Why Trecartin and not any other art project within the aesthetic overload of the Biennale? Because going back to the beginnings of this text, the artist (from the USA for those interested in provenance: born in 1981, for those who sympathise with the dodgy binomial of youth and creativity, in collaboration with Lizzie Fitch and others, for those who distrust the onomastics of the singular) supposes for the one writing this an Achilles heel: that of talking–or rather mentioning in passing- something that one doesn’t fully or in principle understand. Something that one neither approves of nor rejects. Something that isn’t easily assimilated if one leaves aside the oblique of “like/don’t like”.

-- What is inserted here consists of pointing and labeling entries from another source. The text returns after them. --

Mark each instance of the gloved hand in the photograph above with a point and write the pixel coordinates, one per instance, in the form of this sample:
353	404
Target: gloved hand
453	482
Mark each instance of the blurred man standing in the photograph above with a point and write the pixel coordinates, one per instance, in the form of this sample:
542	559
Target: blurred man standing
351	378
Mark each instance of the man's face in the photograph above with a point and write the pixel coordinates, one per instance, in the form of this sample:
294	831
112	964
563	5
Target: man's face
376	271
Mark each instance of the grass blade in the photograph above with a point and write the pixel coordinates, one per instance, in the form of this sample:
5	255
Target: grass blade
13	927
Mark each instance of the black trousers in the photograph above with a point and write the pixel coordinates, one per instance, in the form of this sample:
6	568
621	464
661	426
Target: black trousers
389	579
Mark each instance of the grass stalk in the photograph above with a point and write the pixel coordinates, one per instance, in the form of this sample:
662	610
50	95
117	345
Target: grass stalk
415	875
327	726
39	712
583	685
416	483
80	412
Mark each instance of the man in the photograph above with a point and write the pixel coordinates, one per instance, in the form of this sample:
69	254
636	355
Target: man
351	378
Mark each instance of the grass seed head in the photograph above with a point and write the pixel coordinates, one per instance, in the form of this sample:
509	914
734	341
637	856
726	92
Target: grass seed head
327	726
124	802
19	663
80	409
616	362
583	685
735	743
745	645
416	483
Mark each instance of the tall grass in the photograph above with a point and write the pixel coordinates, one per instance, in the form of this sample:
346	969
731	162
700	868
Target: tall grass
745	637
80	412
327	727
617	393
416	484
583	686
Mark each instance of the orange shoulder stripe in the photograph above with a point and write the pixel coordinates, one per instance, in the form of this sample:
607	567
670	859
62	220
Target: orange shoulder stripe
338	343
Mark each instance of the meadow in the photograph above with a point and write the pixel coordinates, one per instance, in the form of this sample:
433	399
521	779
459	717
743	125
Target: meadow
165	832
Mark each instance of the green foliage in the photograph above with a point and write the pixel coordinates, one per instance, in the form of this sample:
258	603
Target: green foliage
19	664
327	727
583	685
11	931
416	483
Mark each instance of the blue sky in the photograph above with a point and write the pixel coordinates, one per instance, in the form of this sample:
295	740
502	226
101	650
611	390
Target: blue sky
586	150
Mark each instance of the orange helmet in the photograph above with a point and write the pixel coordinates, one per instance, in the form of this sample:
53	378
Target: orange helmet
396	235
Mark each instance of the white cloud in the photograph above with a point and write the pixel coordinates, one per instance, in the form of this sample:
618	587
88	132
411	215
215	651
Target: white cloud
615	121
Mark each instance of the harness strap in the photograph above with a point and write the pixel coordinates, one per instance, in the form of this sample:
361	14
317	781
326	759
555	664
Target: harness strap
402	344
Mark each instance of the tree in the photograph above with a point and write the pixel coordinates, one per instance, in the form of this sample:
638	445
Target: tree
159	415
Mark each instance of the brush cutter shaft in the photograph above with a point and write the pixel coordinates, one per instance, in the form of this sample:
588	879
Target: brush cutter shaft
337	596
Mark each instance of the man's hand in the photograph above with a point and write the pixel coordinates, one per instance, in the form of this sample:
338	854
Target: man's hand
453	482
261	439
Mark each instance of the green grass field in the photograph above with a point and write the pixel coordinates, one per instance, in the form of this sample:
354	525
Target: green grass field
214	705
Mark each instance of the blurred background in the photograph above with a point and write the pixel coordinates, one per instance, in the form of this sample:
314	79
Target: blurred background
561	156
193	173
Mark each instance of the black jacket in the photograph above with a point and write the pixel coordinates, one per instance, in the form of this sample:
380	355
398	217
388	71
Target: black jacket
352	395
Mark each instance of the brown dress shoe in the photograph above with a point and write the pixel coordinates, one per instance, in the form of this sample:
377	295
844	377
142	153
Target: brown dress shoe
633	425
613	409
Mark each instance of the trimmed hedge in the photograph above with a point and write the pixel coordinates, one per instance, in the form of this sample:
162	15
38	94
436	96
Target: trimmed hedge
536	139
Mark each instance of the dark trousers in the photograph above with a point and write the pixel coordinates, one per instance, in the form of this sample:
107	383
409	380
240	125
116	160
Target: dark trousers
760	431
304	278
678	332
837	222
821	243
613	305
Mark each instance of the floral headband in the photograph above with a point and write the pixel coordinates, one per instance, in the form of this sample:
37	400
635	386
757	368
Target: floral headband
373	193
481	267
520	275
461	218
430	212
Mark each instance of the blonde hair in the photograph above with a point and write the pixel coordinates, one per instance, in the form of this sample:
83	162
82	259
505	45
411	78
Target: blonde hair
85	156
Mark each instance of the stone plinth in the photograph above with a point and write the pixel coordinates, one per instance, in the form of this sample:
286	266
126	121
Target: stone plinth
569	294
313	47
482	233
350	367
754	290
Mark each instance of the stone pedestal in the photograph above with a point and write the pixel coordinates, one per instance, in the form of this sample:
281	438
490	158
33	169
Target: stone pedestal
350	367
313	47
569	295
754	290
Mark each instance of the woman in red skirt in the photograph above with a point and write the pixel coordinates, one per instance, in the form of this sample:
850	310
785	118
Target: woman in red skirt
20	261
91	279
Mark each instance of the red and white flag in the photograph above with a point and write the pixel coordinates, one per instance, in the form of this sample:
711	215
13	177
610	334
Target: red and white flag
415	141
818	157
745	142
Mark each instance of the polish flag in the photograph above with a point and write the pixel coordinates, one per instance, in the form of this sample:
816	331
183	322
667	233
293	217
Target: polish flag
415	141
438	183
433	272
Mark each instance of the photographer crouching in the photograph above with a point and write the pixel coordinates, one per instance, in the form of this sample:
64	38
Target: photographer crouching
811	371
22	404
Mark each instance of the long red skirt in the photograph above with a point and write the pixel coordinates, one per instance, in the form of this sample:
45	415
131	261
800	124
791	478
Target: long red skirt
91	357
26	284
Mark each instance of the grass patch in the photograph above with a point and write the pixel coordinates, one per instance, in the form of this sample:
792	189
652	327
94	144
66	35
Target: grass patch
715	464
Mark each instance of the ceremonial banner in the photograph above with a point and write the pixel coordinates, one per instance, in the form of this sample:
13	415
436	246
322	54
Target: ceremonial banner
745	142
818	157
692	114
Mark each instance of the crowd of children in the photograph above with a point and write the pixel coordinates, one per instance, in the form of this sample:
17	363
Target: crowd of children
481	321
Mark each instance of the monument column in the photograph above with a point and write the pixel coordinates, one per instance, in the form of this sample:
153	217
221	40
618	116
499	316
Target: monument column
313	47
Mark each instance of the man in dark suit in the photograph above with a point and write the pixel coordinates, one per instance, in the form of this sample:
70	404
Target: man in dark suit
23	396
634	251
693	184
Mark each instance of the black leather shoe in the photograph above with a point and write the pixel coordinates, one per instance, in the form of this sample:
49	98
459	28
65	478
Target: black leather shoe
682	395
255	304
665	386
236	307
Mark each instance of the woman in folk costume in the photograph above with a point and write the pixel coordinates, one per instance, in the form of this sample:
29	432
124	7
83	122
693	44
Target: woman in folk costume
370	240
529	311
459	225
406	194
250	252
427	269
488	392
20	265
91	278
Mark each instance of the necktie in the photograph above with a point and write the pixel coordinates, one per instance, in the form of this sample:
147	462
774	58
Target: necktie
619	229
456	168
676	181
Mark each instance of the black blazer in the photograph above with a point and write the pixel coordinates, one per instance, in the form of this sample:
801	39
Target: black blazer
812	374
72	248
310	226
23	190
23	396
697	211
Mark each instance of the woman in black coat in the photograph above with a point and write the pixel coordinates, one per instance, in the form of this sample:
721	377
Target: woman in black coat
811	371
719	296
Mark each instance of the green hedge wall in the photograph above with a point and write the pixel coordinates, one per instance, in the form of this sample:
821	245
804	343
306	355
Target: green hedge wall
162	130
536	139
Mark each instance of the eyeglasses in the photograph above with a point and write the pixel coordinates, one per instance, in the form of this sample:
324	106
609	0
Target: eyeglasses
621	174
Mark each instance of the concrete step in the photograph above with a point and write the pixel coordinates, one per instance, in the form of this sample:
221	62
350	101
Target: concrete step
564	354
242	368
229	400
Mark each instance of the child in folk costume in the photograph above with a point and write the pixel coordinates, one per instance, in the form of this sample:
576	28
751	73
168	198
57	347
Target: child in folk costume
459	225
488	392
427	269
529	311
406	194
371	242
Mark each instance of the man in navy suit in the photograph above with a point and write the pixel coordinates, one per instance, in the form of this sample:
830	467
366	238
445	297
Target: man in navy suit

“Not Yet Titled” is described within curatorial policies, as sculptural theatre, as a survey of the sensationalism of television, as hysterical realism, as an x-ray of the contemporary life of a shopping centre and the superficiality of relationships in the digital bubble. Three of the videos that construct this opera, that is not just audio-visual, one supposes are aesthetically akin to Trecartin’s usual work, marked by a chromatically and auditory saturated, impatient, adolescent madness. The irritating screams of the protagonists, the excess makeup and fluoride, the identity transvestism, the uncomfortable framings that bewilder the spectator, the forcefulness of the highly substantial, banal phrases. The fourth, a rara avis dominated by a nocturnal vision, flirts with “reality” only in appearance through the adventures of various adolescents. The temporally lysergic zone with which Trecartin occupies the Biennale, manages, or at least awakens, the alienation of the spectator – and the critic- who endeavours to find out what all this atrezzo is about, or does so dozing in the overload, in order with a bit of resolve, to move onto something else with the sensation that there are still projects that remain illegible even with the reasoned practice of knowledge.